Tuesday, August 09, 2005

Holmes and Lange

Well, it’s happened, just as all of us tall-poppy-chopper-downers expected: Mr Paul Holmes has had his show dumped on Prime television. Oh, dear, and it only cost Prime $3 million to woo him from his old slot on TVNZ. They’re making lots of noises about keeping him on and doing lots of interesting things with him (‘a one-hour special on August 30 featuring Prime Minister Helen Clark and Opposition leader Don Brash’ – that sounds like a load of laughs - see my last post) but I think the day Paul left TVNZ the die was cast.

The peculiar charisma he supposedly had on TVNZ must have had something to do with TVNZ itself.
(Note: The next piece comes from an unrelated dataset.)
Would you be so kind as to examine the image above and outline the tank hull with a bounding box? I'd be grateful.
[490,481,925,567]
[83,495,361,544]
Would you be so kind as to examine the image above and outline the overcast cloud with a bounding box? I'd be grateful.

It certainly hasn’t translated over onto Prime. But what on earth did Holmes have? He was an embarrassment to watch, always outclassed by anyone with any degree of dignity, celebrity or nonce, and his flutter-stutter approach when speaking to the camera was like some ancient actress playing a ‘dear old maiden aunt’ in some long-forgotten play in a repertory company touring the provinces.

With all the money he’d made over the years, he should have retired and enjoyed himself and left the pressure of television behind. Sadly, he didn’t seem to be able to do it.

And then in the paper this morning we have more lack of dignity: our former Prime Minister, David Lange, who has always been regarded as a notable ‘wit’ by everyone (except me, apparently), has published his autobiography and filled it with venom and spleen. And precious little of his famous wit, if we are to believe the reports in the papers. Even the title – My Life - shows a considerable lack of originality, let alone humour, least of all wit. Couldn’t he have called it, In Weightier Times? Or, Rogering Roger? Or, perhaps, Will There Be Anyone At My Funeral?

Not after they’ve read this book, it seems.

Michael Bassett, a former Health Minister, who gets slam-dunked in the book, noted:
"I can't think of anybody who has done more destruction to their own reputation than David has done with, by the look of it, that book."

Enough said.

David Farrar mentions Lange's wit on his blog, but his examples don't strike me as being remarkable. Obviously you had to be there. Tom Scott gives some better examples in an interview that appeared in The Listener back in 2004. Perhaps Lange's wit shone out in vivid contrast to the general lack of it in Parliamentary circles - I mean, when did the current Prime Minister last crack a joke, spontaneously, that made us fall about laughing?